In “The Impossibility of Language,” the opening section of this book, the poet examines the making
of poetry and the ironies involved in finding the correct words and their etymologies. She finds poetry in her mother’s post-it notes and humor in being asked for a poem rather than a wedding gift, in “Poem Not to Be Read at Your Wedding,” a wry epithalamium: “You ask me for a poem about love / in place of a wedding gift, trying to save me / money? Well, Carmen, I would rather / give you your third set of steak knives / than tell you what I know / Don’t make me warn you of stars, how they see us?”
Using rooms as a metaphor for the poet’s psyche, Fennelly writes, “I sing of four categories from which art is drawn: / ambition, love, religion and death.” She revisits death and the losses that haunt humans in “The Room of Echoes,” a series of elegies for her father.
Domesticity abounds in the book’s closing section, “The Room of Everywhere.” In her notes, Fennelly thoughtfully includes a recipe alluded to in the poem, “Why I Can’t Cook for Your Self-Centered Architect Cousin.”

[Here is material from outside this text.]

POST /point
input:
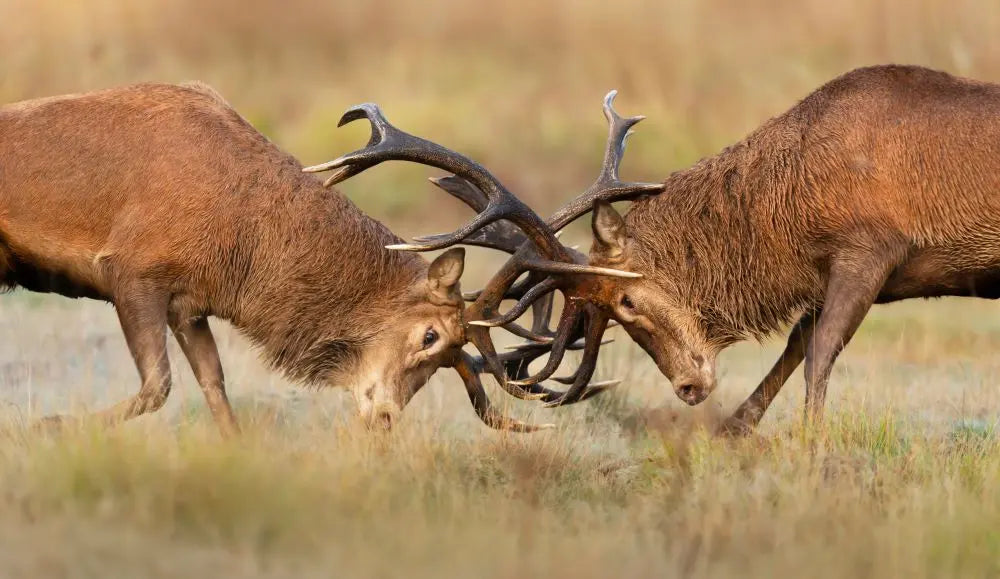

Fennelly’s poems have been published in Poets of the New Century, The Penguin Book of the Sonnet, The Best American Poetry 1996, and The Pushcart Prize 2001 in addition to numerous literary journals and periodicals. This first collection, winner of the 2001 Kenyon Review Prize in Poetry, confirms the poet’s reputation as one of the best young voices in American poetry.